The Antihero

The Characters of Steel Fear, Part 1

By John David Mann

SOFREP readers are thinkers, so we thought you’d enjoy a behind-the-scenes look at how the sausage gets made. This seven-part series takes apart the characters of the military thriller Steel Fear and shows you some of the thought processes involved in conceiving them and bringing them to life on the page.

“Everyone,” the writer John Barth pointed out, “is necessarily the hero of his own story.” You are the hero of yours. I’m the hero of mine. We all are, each of us, the central heroes of the stories we’re telling with our lives.

Here’s the thing about you and me: we are imperfect. Flawed. In fact—let’s be honest here—flawed in lots of ways, some of which we see clearly and some we probably don’t.

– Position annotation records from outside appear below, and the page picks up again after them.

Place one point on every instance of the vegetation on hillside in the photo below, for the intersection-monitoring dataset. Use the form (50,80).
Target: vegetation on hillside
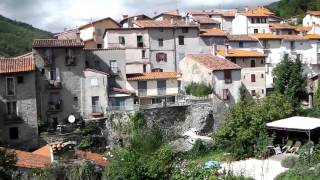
(16,37)
(294,8)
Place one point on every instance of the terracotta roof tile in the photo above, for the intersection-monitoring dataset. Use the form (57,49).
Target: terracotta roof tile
(213,62)
(257,12)
(42,43)
(281,26)
(163,23)
(23,63)
(312,36)
(152,76)
(240,53)
(97,158)
(212,32)
(242,37)
(29,160)
(314,13)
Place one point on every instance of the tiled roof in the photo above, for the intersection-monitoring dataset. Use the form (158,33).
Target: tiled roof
(312,36)
(257,12)
(212,32)
(29,160)
(281,26)
(24,63)
(152,76)
(97,158)
(314,13)
(100,20)
(303,28)
(163,23)
(242,37)
(43,43)
(206,20)
(213,62)
(267,36)
(240,53)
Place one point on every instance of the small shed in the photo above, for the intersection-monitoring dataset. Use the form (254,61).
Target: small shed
(296,124)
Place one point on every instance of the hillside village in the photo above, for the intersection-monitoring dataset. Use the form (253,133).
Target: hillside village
(107,69)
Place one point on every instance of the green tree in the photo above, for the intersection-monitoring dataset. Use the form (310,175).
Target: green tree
(7,164)
(289,80)
(244,121)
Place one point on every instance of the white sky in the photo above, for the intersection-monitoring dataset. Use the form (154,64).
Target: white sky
(55,15)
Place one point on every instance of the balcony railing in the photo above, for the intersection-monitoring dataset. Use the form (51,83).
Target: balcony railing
(55,106)
(142,92)
(162,91)
(12,119)
(55,84)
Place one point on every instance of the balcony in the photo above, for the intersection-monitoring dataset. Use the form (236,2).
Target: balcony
(162,91)
(55,84)
(12,119)
(97,110)
(142,92)
(55,106)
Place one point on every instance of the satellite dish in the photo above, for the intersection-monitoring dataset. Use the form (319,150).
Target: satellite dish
(71,119)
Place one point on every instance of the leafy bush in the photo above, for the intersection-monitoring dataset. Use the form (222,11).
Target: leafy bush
(198,89)
(289,161)
(244,121)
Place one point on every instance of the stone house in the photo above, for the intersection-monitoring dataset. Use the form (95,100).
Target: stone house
(18,110)
(252,63)
(223,75)
(253,20)
(312,18)
(92,33)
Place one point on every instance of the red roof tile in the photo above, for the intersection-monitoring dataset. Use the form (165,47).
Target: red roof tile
(213,62)
(23,63)
(43,43)
(152,76)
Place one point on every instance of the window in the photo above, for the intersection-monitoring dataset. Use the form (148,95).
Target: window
(139,41)
(227,76)
(161,57)
(253,78)
(181,40)
(114,66)
(225,94)
(122,41)
(14,133)
(157,70)
(253,63)
(185,30)
(94,82)
(241,44)
(253,92)
(160,42)
(12,108)
(20,79)
(10,86)
(143,54)
(97,65)
(144,68)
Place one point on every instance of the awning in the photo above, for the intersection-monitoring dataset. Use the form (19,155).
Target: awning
(296,123)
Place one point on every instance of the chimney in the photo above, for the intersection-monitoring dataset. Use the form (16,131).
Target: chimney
(226,49)
(214,49)
(125,16)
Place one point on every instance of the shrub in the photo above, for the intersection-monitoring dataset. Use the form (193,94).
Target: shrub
(289,161)
(198,89)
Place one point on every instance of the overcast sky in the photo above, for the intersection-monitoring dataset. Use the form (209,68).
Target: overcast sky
(55,15)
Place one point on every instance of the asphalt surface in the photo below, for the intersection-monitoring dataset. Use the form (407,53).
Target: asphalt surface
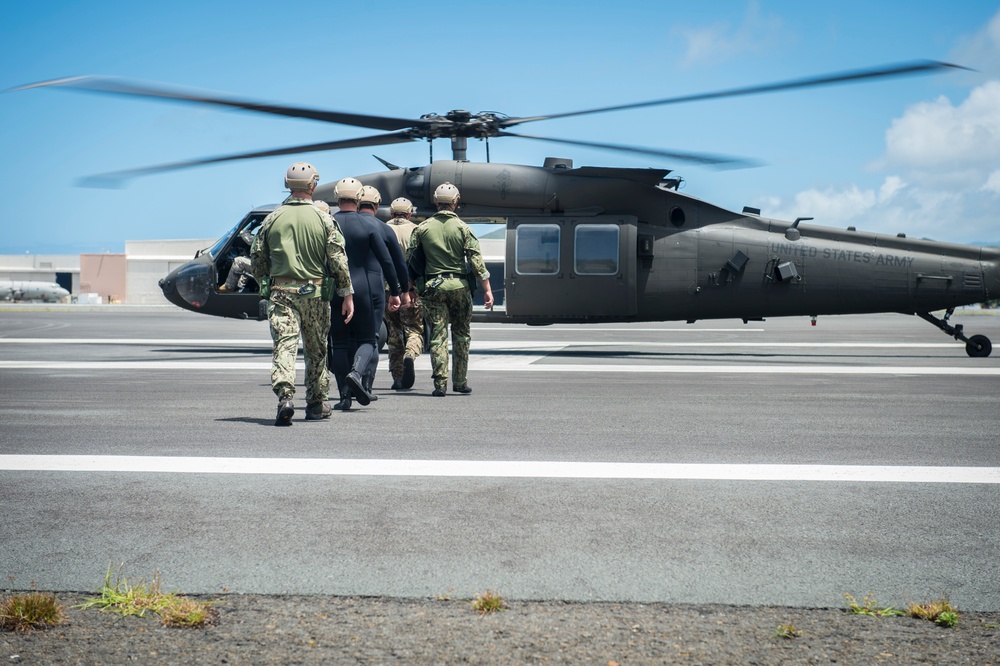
(867,392)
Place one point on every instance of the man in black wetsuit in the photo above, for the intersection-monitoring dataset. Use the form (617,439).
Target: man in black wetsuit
(368,204)
(352,345)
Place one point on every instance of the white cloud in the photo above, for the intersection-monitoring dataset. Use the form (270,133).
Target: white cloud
(992,183)
(722,41)
(981,51)
(937,134)
(946,180)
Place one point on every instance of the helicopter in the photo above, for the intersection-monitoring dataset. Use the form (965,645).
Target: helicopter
(605,244)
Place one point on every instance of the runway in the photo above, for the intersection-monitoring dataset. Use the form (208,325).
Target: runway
(772,463)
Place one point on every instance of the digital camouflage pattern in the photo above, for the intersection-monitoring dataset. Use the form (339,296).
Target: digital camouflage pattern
(300,242)
(441,308)
(291,314)
(447,243)
(405,326)
(405,329)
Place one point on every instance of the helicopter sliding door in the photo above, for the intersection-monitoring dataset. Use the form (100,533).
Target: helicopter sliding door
(571,267)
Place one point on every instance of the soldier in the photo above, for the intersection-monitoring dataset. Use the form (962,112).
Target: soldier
(405,326)
(446,242)
(296,251)
(236,280)
(352,347)
(368,205)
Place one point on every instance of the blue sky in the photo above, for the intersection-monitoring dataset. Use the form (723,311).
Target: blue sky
(918,155)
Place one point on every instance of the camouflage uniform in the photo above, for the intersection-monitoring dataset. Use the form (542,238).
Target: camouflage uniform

I think that’s why we like our heroes to be less than perfect. Complicated. The more flawed the better. Because when you read a good story, you want it to resonate. You want to identify with the hero, so you can “put on” the story as you read it, like a well-fitted suit of clothes. And you can’t do that if the hero is too squeaky clean and well-adjusted.

Enter the antihero.

Finding Finn

By now you probably know where the story of Steel Fear came from. In the years before he was a SEAL, my Navy SEAL buddy Brandon served on an aircraft carrier; this was in the mid-nineties when women had just been integrated onboard, and there was a serial molester on the ship during his deployment. The perpetrator’s identity was never discovered, and at the time Brandon wondered, what if those were murders?